A superposition of the 20 conformations of 2JVD is shown in Fig. 2B. Computation of the 13Cα chemical shifts for each amino acid residue of the 20 conformations of the 2JVD set was carried out as described in Method Used to Compute the 13Cα Chemical Shifts in Materials and Methods. Blue bars in Fig. 1 show the mean rmsd between the observed and computed 13Cα chemical shifts of residues 1–48 for each of these 20 conformations. The black horizontal line (1.52 ppm) indicates the computed conformationally averaged ca-rmsd (1). Results obtained from each of the 10 conformations of Set-bt (red bars) are also shown in Fig. 1. The rmsd between calculated and observed 13Cα chemical shifts for each of the 20 conformations of 2JVD is higher, except for conformation no. 4 (for which these two conformations are indistinguishable), than those obtained from the Set-bt. This is not surprising because agreement between calculated and observed 13Cα chemical shifts was used as a constraint during the process of protein structure determination of the latter set. However, the ca-rmsd computed from 2JVD (1.52 ppm, black horizontal line in Fig. 1) is slightly better than the one computed from Set-bt (1.62 ppm, red horizontal line in Fig. 1). This is a consequence of the higher conformational dispersion in the C-terminal segment (residues 42–48) of the 2JVD structural ensemble as compared with Set-bt. This is clearly illustrated by comparing Fig. 2 A and B. The influence of this higher conformational dispersion at the C terminus on the ca-rmsd value is discussed below.
Analysis of the x-ray crystal structure of YnzC in terms of the 13Cα chemical shifts.
Although efforts to obtain diffraction-quality crystals of the same construct used in these NMR studies, YnzC[1–46], were not successful, diffraction-quality crystals were obtained for a slightly longer construct YnzC[1–52]. Both the YnzC[1–46] and YnzC[1–52] constructs are monomeric in solution (see Fig. S4), but YnzC[1–52] crystallized as a trimeric structure. A ribbon diagram of the 2.0-Å x-ray structure (16) (PDB ID code 3BPH, with three chains in the asymmetric unit) is shown in Fig. 2C. The three chains of this trimer, although essentially identical in conformation, exhibit some notable differences. In particular, in chains A and C, helix α2 extends through residue 52, whereas in chain B, helix α2 extends only to residue 48. The per-residue all-heavy atom rmsds (Å) between chains A–B and A–C, respectively, are shown in Fig. S3, illustrating the distribution of small structural differences among the three chains of the trimer observed in this crystal structure.

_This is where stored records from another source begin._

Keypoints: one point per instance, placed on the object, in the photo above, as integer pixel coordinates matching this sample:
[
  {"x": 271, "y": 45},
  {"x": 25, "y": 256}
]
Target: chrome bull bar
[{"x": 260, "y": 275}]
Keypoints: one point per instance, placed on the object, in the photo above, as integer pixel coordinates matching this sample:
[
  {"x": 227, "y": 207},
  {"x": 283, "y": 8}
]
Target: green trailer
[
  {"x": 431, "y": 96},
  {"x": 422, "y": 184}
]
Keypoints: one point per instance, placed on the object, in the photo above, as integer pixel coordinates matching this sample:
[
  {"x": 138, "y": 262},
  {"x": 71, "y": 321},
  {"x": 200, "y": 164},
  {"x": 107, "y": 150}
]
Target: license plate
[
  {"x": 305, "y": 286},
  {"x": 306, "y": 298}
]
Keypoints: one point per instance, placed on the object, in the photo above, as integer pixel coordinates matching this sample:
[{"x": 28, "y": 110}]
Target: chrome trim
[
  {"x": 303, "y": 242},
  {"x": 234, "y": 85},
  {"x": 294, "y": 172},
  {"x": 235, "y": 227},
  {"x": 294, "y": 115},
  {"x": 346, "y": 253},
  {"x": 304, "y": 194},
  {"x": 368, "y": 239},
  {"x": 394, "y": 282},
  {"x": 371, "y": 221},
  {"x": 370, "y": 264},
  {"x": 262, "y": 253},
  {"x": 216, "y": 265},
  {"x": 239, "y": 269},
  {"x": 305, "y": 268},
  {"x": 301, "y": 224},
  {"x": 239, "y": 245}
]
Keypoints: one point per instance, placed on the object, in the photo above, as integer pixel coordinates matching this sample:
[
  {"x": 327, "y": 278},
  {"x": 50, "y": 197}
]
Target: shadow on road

These subtle structural differences among the three chains of the 3BHP trimer result in small differences in calculated 13Cα chemical shift values. This is illustrated by the black, yellow and green bars, respectively, in Fig. 3. These calculations demonstrate that these 13Cα chemical shifts are very sensitive to the small conformational differences among the three chains of trimeric YnzC[1–52] observed in the crystal structure.
Although YnzC[1–52] is trimeric in the crystal structure, biophysical studies, including gel filtration, static light scattering, and 15N relaxation measurements, demonstrate that both YnzC[1–52] and YnzC[1–46] (used for NMR studies) are monomeric in solution (see Fig. S4); the full-length YnzC [1–77] is also monomeric in solution (15). Comparison of coordinates between the monomeric solution NMR structure and each monomer chain in the trimeric crystal structures reveals that residues 39–46 become more ordered (helical) in the crystal structure. This further extension of helix α2 in the crystalline environment is stabilized by intermolecular interactions within the trimeric structure (Fig. 2). However, for residues in the range 2–38, the NMR averaged (over all 20 models) and the x-ray averaged (over all three chains) structures are essentially identical (i.e., backbone rmsd between averaged coordinates of 0.57 Å).
Roles of ensemble averaging and protein flexibility.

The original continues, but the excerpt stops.